El equipo de Bloodhound recorrió el mundo para encontrar una pista en el desierto que pudiera funcionar para el vehículo, pues a 1.609 km/h, es probable que salga volando de la carretera en cuestión de segundos. Los requisitos eran un panorama perfectamente plano que contara por lo menos con 19,31 kilómetros de largo y 3,22 kilómetros de ancho.

Ellos finalmente seleccionaron Hakskeen Pan, en la Provincia Septentrional del Cabo, Sudáfrica, donde el Bloodhound SSC cubrirá 1,61 kilómetros en 3,6 segundos –el equivalente a 4,5 campos de fútbol, de extremo a extremo, cada segundo.

Después de haber establecido el récord de velocidad en tierra, Green se encuentra en un buen lugar como para describir lo que se siente al estar en la cabina de los autos más rápidos del mundo. Aun así, los nuevos desafíos que presenta el Bloodhound SSC algunas veces lo dejan sin palabras.

"La mejor y más sencilla descripción que alguna vez escuché fue del gran Art Arfons, ya fallecido, quien estableció tres récords mundiales en la década de 1960 y llegó casi a 966 km/h".

"Un día, alguien le preguntó qué era lo que se sentía y él contestó: '¿Qué se siente llegar al récord de velocidad en tierra? ¿Manejar un auto de motor a reacción para llegar casi a los 966 kilómetros por hora en tierra?'

"Y él contestó: 'Se parece un poco al sabor del chocolate. Si nunca has comido una barra de chocolate, realmente tendré que esforzarme para explicarte lo que se siente'".

En última instancia, dijo, la cabina es un lugar de increíbles fuerzas G, calor y vibración.

"En un auto a la velocidad máxima en tierra, eso es sencillamente un día normal en la oficina. Incómodo, pero eso es lo que es. Es tremendamente ajetreado, es muy caliente, es muy ruidoso. Aparte de todas esas cosas, debe ser bastante simple".

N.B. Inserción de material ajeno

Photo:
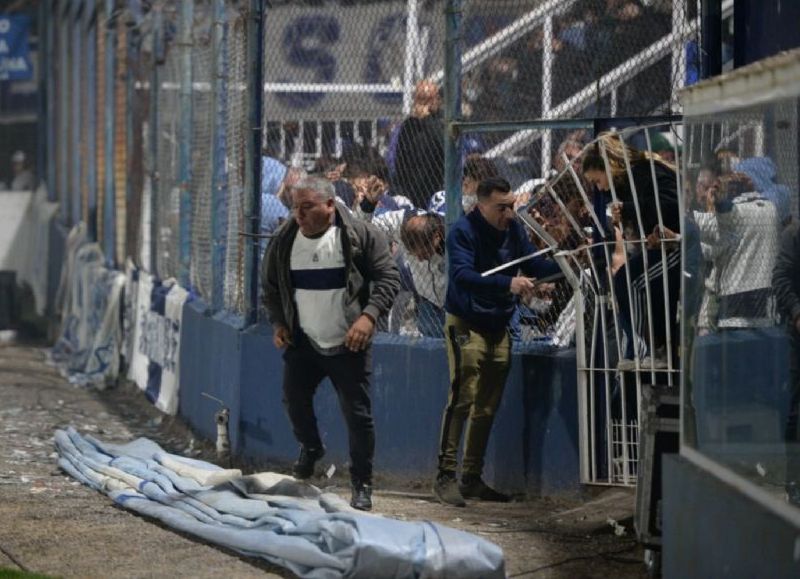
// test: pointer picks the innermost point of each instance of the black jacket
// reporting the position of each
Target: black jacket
(646, 195)
(372, 276)
(419, 163)
(786, 275)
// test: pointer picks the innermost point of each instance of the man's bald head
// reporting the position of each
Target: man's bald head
(427, 99)
(423, 235)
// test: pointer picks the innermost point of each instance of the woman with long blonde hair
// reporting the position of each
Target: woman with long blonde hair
(645, 179)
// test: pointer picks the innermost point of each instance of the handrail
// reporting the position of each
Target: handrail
(625, 71)
(508, 35)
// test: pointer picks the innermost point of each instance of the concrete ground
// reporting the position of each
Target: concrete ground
(55, 526)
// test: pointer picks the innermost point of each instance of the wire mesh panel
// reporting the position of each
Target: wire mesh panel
(100, 123)
(741, 167)
(236, 127)
(140, 63)
(558, 59)
(202, 123)
(610, 216)
(121, 141)
(167, 205)
(86, 125)
(352, 92)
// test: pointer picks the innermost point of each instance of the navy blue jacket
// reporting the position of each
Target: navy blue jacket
(474, 246)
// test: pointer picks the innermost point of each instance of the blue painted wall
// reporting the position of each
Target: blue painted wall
(210, 362)
(534, 445)
(713, 530)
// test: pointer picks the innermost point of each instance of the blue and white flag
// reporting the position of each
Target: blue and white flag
(156, 333)
(15, 60)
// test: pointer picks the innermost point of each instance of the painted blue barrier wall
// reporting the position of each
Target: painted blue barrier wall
(534, 445)
(712, 529)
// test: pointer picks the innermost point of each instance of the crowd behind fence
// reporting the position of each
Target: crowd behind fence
(155, 106)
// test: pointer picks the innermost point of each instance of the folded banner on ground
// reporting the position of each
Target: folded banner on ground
(289, 523)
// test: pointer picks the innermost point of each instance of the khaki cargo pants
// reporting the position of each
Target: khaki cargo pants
(479, 364)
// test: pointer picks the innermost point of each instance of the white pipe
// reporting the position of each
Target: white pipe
(547, 91)
(411, 41)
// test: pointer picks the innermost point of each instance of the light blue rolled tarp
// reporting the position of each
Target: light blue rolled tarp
(289, 523)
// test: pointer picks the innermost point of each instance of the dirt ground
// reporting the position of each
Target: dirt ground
(54, 525)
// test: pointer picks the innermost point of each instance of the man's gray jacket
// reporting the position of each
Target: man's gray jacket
(372, 276)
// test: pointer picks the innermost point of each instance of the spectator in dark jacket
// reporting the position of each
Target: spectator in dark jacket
(649, 213)
(786, 285)
(479, 309)
(419, 162)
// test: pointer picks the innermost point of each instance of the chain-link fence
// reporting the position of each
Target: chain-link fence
(166, 209)
(354, 92)
(741, 397)
(610, 216)
(236, 119)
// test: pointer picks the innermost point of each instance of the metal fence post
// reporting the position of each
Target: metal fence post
(63, 100)
(76, 92)
(452, 110)
(109, 203)
(218, 175)
(185, 140)
(90, 18)
(43, 144)
(154, 174)
(252, 210)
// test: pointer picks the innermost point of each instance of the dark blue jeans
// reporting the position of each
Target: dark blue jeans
(304, 368)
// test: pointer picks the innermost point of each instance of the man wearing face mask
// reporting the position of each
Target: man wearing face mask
(476, 333)
(476, 169)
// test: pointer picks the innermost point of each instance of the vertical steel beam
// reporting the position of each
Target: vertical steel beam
(711, 38)
(185, 140)
(255, 46)
(63, 112)
(76, 90)
(452, 110)
(109, 204)
(90, 27)
(218, 141)
(153, 144)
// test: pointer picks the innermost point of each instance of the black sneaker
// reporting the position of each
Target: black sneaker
(475, 488)
(445, 488)
(361, 498)
(304, 467)
(793, 493)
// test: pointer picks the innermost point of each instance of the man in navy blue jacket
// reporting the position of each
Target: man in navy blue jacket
(476, 332)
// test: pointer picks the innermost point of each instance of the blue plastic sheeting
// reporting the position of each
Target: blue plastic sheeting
(740, 386)
(289, 523)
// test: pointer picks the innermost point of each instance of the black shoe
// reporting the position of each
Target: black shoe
(304, 467)
(445, 488)
(793, 493)
(361, 498)
(475, 488)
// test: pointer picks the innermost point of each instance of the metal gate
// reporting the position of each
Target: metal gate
(611, 218)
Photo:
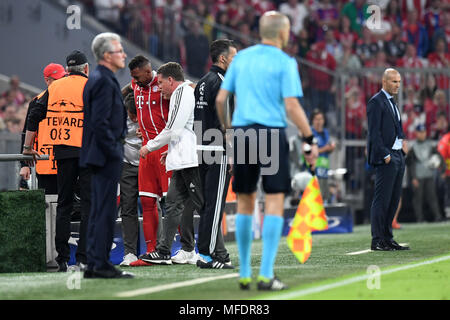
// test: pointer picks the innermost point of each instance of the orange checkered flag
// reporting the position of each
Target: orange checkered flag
(310, 216)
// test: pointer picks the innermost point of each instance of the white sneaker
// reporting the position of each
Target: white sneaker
(129, 258)
(185, 257)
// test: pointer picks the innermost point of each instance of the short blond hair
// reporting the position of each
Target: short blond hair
(271, 23)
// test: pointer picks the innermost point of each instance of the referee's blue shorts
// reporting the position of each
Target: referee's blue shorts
(247, 145)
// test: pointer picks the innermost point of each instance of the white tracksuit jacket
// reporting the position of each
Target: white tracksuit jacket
(179, 132)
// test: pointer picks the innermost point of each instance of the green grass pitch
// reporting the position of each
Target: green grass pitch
(329, 274)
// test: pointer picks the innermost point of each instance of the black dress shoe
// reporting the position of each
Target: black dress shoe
(381, 246)
(395, 246)
(110, 274)
(88, 274)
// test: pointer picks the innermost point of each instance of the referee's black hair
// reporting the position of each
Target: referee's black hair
(316, 112)
(138, 62)
(220, 47)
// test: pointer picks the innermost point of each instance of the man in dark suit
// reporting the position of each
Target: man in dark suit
(102, 150)
(385, 153)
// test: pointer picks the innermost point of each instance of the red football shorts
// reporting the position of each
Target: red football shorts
(153, 178)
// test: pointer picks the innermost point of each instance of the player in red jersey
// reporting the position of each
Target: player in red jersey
(152, 113)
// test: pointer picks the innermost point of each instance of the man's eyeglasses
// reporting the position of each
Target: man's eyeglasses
(118, 51)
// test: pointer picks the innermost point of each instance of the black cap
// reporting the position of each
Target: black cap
(76, 58)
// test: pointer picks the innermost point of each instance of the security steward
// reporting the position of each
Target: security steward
(45, 169)
(61, 107)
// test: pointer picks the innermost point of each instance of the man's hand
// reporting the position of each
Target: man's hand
(139, 133)
(143, 152)
(33, 153)
(405, 146)
(312, 156)
(25, 173)
(163, 157)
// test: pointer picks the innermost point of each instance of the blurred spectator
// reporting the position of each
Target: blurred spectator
(348, 59)
(207, 19)
(326, 146)
(244, 39)
(440, 59)
(303, 44)
(433, 107)
(422, 171)
(433, 17)
(355, 115)
(169, 16)
(395, 47)
(356, 11)
(440, 127)
(382, 31)
(443, 31)
(197, 50)
(412, 113)
(14, 94)
(109, 13)
(411, 60)
(222, 19)
(297, 12)
(444, 150)
(394, 13)
(414, 5)
(261, 6)
(345, 35)
(416, 34)
(327, 17)
(2, 125)
(366, 47)
(372, 79)
(136, 29)
(428, 89)
(333, 46)
(322, 88)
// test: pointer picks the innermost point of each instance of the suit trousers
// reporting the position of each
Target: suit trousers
(129, 194)
(185, 186)
(388, 189)
(68, 174)
(215, 180)
(103, 215)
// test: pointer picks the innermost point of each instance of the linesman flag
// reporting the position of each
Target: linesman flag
(310, 216)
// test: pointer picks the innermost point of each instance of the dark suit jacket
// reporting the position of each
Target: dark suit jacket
(383, 128)
(104, 119)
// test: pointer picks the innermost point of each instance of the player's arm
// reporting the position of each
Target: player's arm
(297, 115)
(220, 108)
(178, 118)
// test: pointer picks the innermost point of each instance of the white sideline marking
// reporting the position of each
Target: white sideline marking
(304, 292)
(368, 250)
(138, 292)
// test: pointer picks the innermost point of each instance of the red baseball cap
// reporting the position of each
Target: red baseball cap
(54, 71)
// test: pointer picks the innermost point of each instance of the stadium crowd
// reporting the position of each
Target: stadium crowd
(328, 37)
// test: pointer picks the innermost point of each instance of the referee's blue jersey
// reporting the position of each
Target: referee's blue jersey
(261, 76)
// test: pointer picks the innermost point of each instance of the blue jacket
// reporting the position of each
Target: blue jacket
(383, 128)
(105, 119)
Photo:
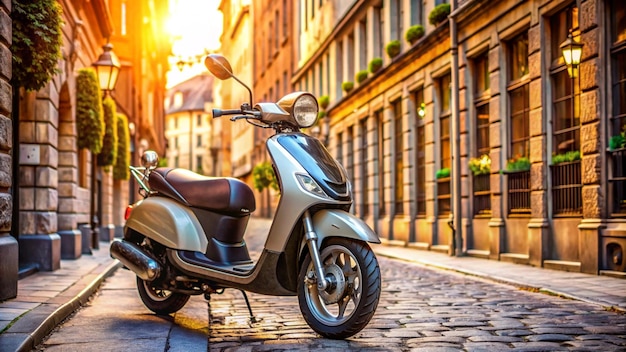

Si bien el objetivo del proyecto es romper la marca mágica de los 1.609 km/h (el que más cerca ha llegado hasta el momento ha sido el avión estadounidense de combate con motor a reacción F104, el cual voló justo por encima del nivel del suelo a una velocidad de casi 966 km/h), Green dijo que en última instancia, el intento de romper el récord se trata de infundir en las generaciones futuras un sentido del avance de la ingeniería.

"Esto se trata acerca del desarrollo de la tecnología. Se trata de descubrir cosas nuevas. Se trata de explorar", dijo. "Y la historia de exploración de la ingeniería es acerca de los fracasos y los desafíos, no solo de los éxitos".